Ferrara deux (Faits divers)
2020
Artist Novel, 15 x 22 cm, 136 p., language : English, publisher : self-published, ISBN : N/A.
Materials: ink, paper
Collection: Collection M HKA, Antwerp (Inv. no. B 2031/2).
Literary synopsis
Faits Divers (faits divers) are the various reports in a news bulletin, miscellaneous human interest stories, theorised by Roland Barthes as ‘total’ and ‘immanent’ information. Ferrara Deux (faits divers) scrolls around the discovered corpse of a talented street musician named Landau, mangled and sealed into vacuum bags in the walk-in of a modern Italian-American restaurant. Street performance is content for an attention economy, playing on authenticities and profiting from recognition.

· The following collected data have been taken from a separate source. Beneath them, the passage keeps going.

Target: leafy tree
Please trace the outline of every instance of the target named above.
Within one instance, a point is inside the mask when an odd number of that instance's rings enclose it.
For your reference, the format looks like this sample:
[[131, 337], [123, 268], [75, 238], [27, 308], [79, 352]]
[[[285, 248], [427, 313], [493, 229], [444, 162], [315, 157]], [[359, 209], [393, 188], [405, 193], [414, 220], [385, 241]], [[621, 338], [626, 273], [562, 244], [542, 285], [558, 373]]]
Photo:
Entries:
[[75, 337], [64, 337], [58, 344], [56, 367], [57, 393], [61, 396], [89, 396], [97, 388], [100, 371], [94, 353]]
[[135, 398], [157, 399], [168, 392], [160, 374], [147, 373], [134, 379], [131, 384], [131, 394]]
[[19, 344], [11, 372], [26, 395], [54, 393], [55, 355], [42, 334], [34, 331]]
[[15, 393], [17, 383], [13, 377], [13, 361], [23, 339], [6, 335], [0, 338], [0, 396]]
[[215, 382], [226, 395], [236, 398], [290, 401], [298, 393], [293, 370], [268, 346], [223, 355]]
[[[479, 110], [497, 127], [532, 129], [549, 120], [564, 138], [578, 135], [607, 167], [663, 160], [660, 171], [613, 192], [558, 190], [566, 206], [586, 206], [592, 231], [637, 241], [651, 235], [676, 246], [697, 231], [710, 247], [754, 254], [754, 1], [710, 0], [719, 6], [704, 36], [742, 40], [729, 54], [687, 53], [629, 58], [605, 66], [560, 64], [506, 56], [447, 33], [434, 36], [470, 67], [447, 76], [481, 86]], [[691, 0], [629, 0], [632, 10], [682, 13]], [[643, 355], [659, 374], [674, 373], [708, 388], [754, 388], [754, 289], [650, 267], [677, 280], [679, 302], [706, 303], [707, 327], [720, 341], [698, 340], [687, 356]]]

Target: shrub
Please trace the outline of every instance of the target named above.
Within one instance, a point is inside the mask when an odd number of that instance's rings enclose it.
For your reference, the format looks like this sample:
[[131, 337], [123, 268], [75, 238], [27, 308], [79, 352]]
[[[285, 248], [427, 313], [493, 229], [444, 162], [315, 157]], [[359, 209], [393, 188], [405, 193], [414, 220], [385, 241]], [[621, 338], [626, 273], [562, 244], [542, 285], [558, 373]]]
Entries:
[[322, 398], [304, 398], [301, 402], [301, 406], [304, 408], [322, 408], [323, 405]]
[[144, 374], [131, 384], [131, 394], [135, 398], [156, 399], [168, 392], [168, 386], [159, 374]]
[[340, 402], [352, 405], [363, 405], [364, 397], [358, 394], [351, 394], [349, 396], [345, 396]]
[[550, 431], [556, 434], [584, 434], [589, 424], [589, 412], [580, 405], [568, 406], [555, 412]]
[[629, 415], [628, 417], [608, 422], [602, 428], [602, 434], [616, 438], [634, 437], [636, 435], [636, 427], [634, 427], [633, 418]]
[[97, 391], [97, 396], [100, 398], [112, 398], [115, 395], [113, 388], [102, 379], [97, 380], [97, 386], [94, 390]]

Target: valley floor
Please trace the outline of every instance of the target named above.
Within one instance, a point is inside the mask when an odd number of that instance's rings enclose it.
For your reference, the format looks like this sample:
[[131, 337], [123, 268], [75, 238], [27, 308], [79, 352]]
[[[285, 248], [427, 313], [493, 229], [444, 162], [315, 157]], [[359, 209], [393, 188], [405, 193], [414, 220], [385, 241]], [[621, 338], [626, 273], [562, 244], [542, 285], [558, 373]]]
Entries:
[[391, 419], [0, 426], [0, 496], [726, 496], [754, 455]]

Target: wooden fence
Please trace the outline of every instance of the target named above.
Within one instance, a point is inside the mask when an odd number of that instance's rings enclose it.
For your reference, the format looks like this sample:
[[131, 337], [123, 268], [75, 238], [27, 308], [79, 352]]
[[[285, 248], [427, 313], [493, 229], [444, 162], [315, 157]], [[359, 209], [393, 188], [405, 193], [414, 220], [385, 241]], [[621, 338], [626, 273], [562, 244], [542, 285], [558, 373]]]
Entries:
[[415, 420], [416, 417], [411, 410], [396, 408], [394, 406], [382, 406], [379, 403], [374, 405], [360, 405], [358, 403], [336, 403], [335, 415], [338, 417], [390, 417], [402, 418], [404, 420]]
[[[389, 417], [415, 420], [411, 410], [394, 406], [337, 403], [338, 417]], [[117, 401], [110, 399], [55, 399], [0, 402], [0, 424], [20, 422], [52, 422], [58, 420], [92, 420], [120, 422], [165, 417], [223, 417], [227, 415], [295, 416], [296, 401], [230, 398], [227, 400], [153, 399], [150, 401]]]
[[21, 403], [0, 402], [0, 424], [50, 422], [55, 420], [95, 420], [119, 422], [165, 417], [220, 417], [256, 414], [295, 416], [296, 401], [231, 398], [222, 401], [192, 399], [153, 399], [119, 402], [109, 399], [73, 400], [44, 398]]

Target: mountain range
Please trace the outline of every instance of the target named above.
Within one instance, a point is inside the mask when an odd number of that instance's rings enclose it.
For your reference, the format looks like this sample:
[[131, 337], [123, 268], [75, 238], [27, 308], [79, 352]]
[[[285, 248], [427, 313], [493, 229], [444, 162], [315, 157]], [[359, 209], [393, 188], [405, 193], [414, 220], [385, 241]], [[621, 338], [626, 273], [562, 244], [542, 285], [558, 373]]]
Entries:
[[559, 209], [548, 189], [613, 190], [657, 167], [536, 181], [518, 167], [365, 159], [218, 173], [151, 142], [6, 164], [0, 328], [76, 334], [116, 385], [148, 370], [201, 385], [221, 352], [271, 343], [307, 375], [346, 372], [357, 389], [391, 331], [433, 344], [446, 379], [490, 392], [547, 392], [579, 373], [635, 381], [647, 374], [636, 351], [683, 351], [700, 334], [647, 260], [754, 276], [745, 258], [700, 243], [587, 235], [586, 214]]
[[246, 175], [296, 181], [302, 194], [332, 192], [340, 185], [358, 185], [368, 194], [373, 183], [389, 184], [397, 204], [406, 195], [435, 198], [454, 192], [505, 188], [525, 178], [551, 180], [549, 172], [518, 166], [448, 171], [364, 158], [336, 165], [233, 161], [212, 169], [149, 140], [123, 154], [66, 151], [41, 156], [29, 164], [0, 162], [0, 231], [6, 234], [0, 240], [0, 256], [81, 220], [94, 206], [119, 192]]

Relation of the novel to the artist’s practice
The attempt of the novel reformulates selections of performance texts (Standard Stare, Christine's Bullet, Dopo Oracle, Corpse Halo, Evangelisms, Clarities Bridges, Haunted House, Phantom Cigarette) from 2018–20 into the highly accessible format of a murder mystery novel. Drawing from an interest in fan fiction’s methods of augmenting and eroticising a fan’s commons of characters, the plot centres around the murder of a street musician – a busker, exterior to a waged form of labour. Ivan Cheng begun to write an essay around the relationship of busking and public space to online quarantine streaming in relation to a writer’s grant from Montez Press. The novel’s title invokes the celebrated Italian renaissance city and Roland Barthes’ theorisation of the now antiquated various reports of a newspaper; the artist's approach to this writing project was to move the previously oral into printed form, while also reflecting (mid-lockdown) on the precarious nature of physical presence and the possibilities for dematerialisation.

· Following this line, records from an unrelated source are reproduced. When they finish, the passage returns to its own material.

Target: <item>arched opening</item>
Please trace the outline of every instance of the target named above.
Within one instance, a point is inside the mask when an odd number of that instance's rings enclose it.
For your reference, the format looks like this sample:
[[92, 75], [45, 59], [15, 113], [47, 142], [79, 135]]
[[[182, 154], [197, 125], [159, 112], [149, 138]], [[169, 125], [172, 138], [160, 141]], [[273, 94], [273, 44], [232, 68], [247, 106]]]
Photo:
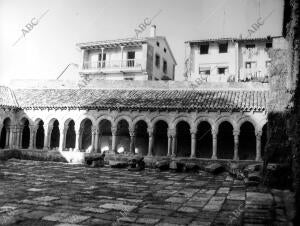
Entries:
[[211, 158], [212, 156], [212, 134], [211, 125], [208, 122], [200, 122], [197, 127], [196, 157]]
[[168, 154], [168, 124], [165, 121], [158, 121], [154, 126], [154, 156], [166, 156]]
[[217, 157], [220, 159], [233, 159], [234, 140], [233, 127], [229, 122], [222, 122], [219, 126]]
[[92, 126], [93, 123], [90, 119], [85, 119], [81, 123], [81, 128], [82, 128], [81, 149], [84, 151], [91, 148], [92, 145]]
[[191, 155], [190, 125], [181, 121], [176, 125], [177, 157], [189, 157]]
[[239, 159], [254, 160], [256, 156], [255, 128], [250, 122], [244, 122], [239, 135]]
[[102, 120], [99, 123], [99, 132], [100, 132], [100, 151], [101, 153], [111, 150], [112, 143], [112, 133], [111, 133], [111, 122], [107, 119]]
[[122, 119], [117, 124], [117, 153], [130, 153], [130, 135], [129, 124], [126, 120]]
[[1, 130], [0, 137], [0, 148], [8, 148], [9, 147], [9, 131], [10, 131], [11, 120], [10, 118], [6, 118], [3, 121], [3, 127]]
[[53, 128], [50, 136], [50, 149], [55, 149], [59, 147], [59, 122], [55, 119], [53, 122]]
[[67, 124], [67, 133], [66, 133], [66, 149], [74, 149], [76, 142], [76, 132], [75, 132], [75, 122], [70, 120]]
[[264, 159], [267, 141], [268, 141], [268, 124], [266, 123], [262, 128], [262, 135], [261, 135], [261, 157], [262, 157], [262, 159]]
[[149, 135], [147, 128], [145, 121], [141, 120], [135, 124], [135, 153], [143, 156], [148, 154]]
[[35, 138], [35, 147], [37, 149], [43, 149], [44, 138], [45, 138], [44, 122], [43, 120], [40, 120], [37, 126], [36, 138]]
[[21, 120], [22, 125], [22, 148], [29, 148], [30, 143], [30, 129], [28, 119]]

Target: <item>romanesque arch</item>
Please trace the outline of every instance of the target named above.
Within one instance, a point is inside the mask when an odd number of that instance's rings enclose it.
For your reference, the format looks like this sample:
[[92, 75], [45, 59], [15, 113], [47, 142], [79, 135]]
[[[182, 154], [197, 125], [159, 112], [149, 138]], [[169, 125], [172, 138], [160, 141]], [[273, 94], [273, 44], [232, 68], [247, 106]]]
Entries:
[[148, 125], [144, 120], [139, 120], [135, 124], [135, 153], [139, 155], [147, 155], [148, 154], [148, 143], [149, 143], [149, 135], [148, 135]]
[[240, 160], [255, 160], [256, 157], [256, 136], [255, 127], [245, 121], [240, 127], [238, 155]]
[[59, 122], [57, 119], [51, 119], [49, 122], [50, 130], [50, 149], [57, 149], [59, 147], [60, 131]]
[[153, 155], [166, 156], [168, 154], [168, 123], [166, 121], [155, 120], [153, 137]]
[[36, 120], [35, 126], [36, 126], [35, 147], [37, 149], [43, 149], [44, 139], [45, 139], [44, 121], [41, 119]]
[[3, 127], [1, 130], [1, 136], [0, 136], [0, 148], [8, 148], [9, 147], [9, 133], [10, 133], [10, 127], [11, 127], [11, 119], [9, 117], [5, 118], [3, 120]]
[[21, 148], [27, 149], [30, 145], [30, 128], [29, 120], [27, 118], [22, 118], [20, 121], [22, 138], [21, 138]]
[[228, 121], [222, 121], [218, 126], [217, 157], [220, 159], [233, 159], [233, 155], [233, 126]]
[[176, 124], [177, 157], [190, 157], [191, 155], [191, 133], [190, 125], [186, 121]]
[[80, 128], [81, 128], [81, 145], [80, 149], [87, 151], [92, 148], [92, 127], [93, 122], [90, 118], [83, 119]]
[[207, 121], [201, 121], [197, 126], [196, 157], [210, 158], [212, 156], [212, 126]]
[[100, 151], [109, 151], [112, 149], [112, 122], [110, 118], [102, 118], [102, 120], [98, 123], [99, 125], [99, 144], [100, 144]]
[[117, 122], [117, 153], [130, 153], [130, 134], [129, 123], [125, 119], [119, 119]]
[[75, 149], [76, 143], [76, 132], [75, 132], [75, 122], [73, 119], [67, 119], [64, 123], [64, 128], [66, 128], [66, 143], [65, 148], [68, 150]]

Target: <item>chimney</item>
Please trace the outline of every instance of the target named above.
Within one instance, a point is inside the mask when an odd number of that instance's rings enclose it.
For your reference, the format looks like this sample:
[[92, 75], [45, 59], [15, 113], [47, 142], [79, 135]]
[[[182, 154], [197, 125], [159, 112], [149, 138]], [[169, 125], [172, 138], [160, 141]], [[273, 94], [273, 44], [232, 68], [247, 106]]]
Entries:
[[156, 37], [156, 26], [152, 25], [150, 27], [150, 37]]

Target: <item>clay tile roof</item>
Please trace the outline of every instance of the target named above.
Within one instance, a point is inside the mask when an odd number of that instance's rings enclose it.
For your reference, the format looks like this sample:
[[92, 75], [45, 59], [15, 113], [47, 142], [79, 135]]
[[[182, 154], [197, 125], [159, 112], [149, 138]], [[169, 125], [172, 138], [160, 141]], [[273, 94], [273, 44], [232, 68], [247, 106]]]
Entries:
[[5, 86], [0, 86], [0, 107], [17, 107], [17, 101], [12, 90]]
[[22, 108], [263, 111], [268, 91], [16, 89]]

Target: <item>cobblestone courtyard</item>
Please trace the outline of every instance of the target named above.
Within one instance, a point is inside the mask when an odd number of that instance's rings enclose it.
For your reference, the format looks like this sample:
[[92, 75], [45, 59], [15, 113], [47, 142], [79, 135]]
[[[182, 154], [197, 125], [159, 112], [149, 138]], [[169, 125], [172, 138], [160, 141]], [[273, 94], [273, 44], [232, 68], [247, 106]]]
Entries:
[[0, 225], [287, 225], [276, 191], [223, 173], [0, 162]]

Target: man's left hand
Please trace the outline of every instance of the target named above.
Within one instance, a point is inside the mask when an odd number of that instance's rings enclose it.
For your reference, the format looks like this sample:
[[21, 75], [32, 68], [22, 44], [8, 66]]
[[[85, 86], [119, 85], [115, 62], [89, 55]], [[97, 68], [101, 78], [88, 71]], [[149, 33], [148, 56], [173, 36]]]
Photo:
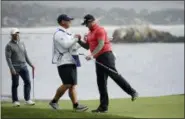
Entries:
[[91, 59], [93, 59], [93, 56], [92, 55], [88, 55], [88, 56], [85, 57], [85, 59], [86, 60], [91, 60]]
[[33, 70], [35, 69], [35, 67], [34, 67], [33, 65], [31, 66], [31, 68], [32, 68]]
[[75, 37], [78, 38], [78, 40], [81, 40], [81, 35], [80, 34], [76, 34]]

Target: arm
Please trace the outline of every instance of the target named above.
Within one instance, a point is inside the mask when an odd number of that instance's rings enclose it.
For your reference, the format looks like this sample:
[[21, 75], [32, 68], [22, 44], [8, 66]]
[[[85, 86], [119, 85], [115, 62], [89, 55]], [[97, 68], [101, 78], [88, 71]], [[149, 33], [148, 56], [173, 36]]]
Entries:
[[[24, 43], [23, 43], [23, 45], [24, 45]], [[24, 45], [24, 54], [25, 54], [26, 62], [30, 65], [30, 67], [33, 67], [33, 64], [31, 63], [31, 61], [30, 61], [30, 59], [28, 57], [25, 45]]]
[[72, 47], [77, 41], [78, 39], [75, 37], [72, 37], [72, 39], [69, 39], [66, 34], [58, 32], [55, 35], [55, 41], [60, 44], [63, 48], [70, 48]]
[[11, 56], [12, 56], [11, 47], [9, 45], [7, 45], [6, 48], [5, 48], [6, 61], [8, 63], [8, 66], [10, 68], [10, 71], [11, 72], [15, 72], [15, 69], [14, 69], [13, 64], [12, 64]]
[[78, 43], [79, 43], [83, 48], [85, 48], [86, 50], [89, 49], [89, 44], [88, 44], [88, 43], [84, 43], [84, 42], [81, 41], [81, 40], [78, 40]]
[[92, 56], [98, 54], [101, 51], [101, 49], [103, 48], [103, 46], [104, 46], [104, 40], [99, 39], [98, 40], [98, 46], [92, 52]]

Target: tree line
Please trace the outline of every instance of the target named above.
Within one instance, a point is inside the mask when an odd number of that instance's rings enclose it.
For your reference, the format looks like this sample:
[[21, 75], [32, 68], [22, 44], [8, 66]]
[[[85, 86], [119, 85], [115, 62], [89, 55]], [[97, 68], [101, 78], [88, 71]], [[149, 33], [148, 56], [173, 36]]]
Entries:
[[65, 13], [75, 18], [73, 25], [78, 26], [87, 13], [100, 19], [102, 25], [156, 24], [174, 25], [184, 24], [184, 10], [164, 9], [148, 11], [143, 9], [112, 8], [61, 8], [41, 4], [17, 4], [2, 2], [2, 27], [39, 27], [54, 26], [59, 14]]

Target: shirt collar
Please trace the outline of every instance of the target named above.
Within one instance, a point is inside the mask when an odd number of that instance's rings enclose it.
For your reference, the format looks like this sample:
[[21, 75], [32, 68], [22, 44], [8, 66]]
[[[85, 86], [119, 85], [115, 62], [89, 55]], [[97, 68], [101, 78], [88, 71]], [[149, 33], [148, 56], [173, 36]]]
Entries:
[[58, 29], [61, 29], [61, 30], [65, 31], [65, 32], [67, 32], [67, 29], [65, 29], [63, 26], [60, 26]]
[[19, 43], [19, 40], [11, 40], [13, 43], [16, 43], [18, 44]]
[[67, 32], [67, 33], [71, 33], [71, 31], [69, 30], [69, 28], [66, 29], [63, 26], [60, 26], [58, 29], [61, 29], [61, 30], [65, 31], [65, 32]]
[[71, 33], [71, 31], [70, 31], [69, 29], [66, 29], [66, 28], [64, 28], [64, 27], [62, 27], [62, 26], [60, 26], [58, 29], [63, 30], [63, 31], [66, 32], [68, 35], [72, 35], [72, 33]]

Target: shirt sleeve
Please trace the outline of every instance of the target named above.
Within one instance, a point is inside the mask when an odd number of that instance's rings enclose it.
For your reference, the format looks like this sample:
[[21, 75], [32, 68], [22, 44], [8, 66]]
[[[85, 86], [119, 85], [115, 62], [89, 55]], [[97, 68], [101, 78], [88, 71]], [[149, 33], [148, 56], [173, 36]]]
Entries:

This novel was written for a group exhibition in Amsterdam, and accompanied by ‘reading rooms’.
Authorship: Artist Author.
Creative Strategy: Novel Art Object, Theater Piece Generates Novel.
Genre: Detectives, Epistolary, Mystery.
Publishing: Self-Publishing.
Theme: Crime, Culture Industry, Death, Desire, Food, Friendship, Love, Performance, Performative Language, Post-Humanism, Sex, Transgression Identity.